Você é uma tentação o tempo todo, por isso tive que ir embora da fazenda. –
Falou em tom de desespero.
-- Não diga! –
Debochou! – Aı́, você decidiu ir para os braços da Catrina para tentar me
esquecer, hahaha, me poupe do seu joguinho sujo.
-- Olha, vamos
embora daqui, antes que eu cometa uma loucura. – Soltou-a, passando a mão
pelos cabelos. – Por favor, Eva, não me provoque, vamos comigo, prometo que
farei o possível para não tocar em ti.
-- Irei andando
então, prefiro isso.
-- Por quê? –
Questionou fitando-a – Porque seu corpo morre de desejo por mim? Tenho certeza
que mesmo com toda essa raiva que você tem, queima de vontade de ser tocada
por mim novamente.
-- Triste
ilusão a sua, excelentı́ssima juı́za! – Arqueou a sobrancelha em zombaria.
-- Ok! –
Assentiu.
Maria Fernanda
caminhou até o outro lado e voltou com um segurança.
Então a filha de
Andrello percebeu que ela não estivera blefando, realmente fora até lá com um
dos capangas.
Cruzou os braços
em desafio.
-- Leve-a para
fazenda! – A juíza ordenou já montando no cavalo. – Se ela se negar, leve só
os pedaços dentro de um saco.
Eva a observou
se afastar em um trote apressado. Sentiu um aperto no peito. Não entendia o
motivo, mas era como se algo de ruim fosse suceder.

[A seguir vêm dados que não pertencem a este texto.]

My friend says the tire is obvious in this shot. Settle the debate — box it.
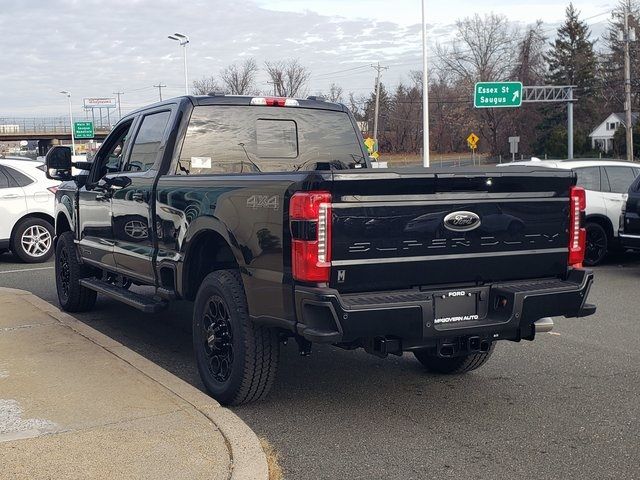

Não que realmente tivesse
o dom da clarividência, nem mesmo sabia ler mãos, porém naquele momento era
como se algo lhe dissesse para correr atrás daquela mulher geniosa.
-- Vamos embora!
– Tentou apressar o guarda.
-- Ei, você
não me dá ordens, mocinha! – O homem parou para acender um cigarro.
-- Sabia que
você não vai demorar muito para morrer? – Falou com as mãos nos quadris.
-- Ora, deixe de
me rogar pragas, sua cigana amaldiçoada! – Apagou o objeto com a bota. –
Deveria fazer isso com a meritı́ssima, assim, a gente se livrava dela de uma
vez por todas.– Pronunciou aquelas palavras irritado.
-- Deve ser horrível
saber que uma mulher tem muito mais poder do que você nunca sonhou em ter. –
Desdenhou. – Mas vamos ser sinceros, ela é mil vezes melhor de que você, seu idiota.
O segurança
ainda levantou a mão, porém o barulho de tiro foi ouvido ao longe.
Rapidamente, ele
segurou a garota pelo braço e saiu arrastando-a.
A juı́za estava
chegando a casa quando ouviu o estalido, então sua cabeça parece perder todo o
foco. Seu corpo não reagia aos seus comandos.
Hades levantou
as patas dianteiras, assustado, e sua amazona deslizou desfalecida, caindo em
um baque pesado. O animal relinchou ao ver sua dona em meio a uma poça de
sangue.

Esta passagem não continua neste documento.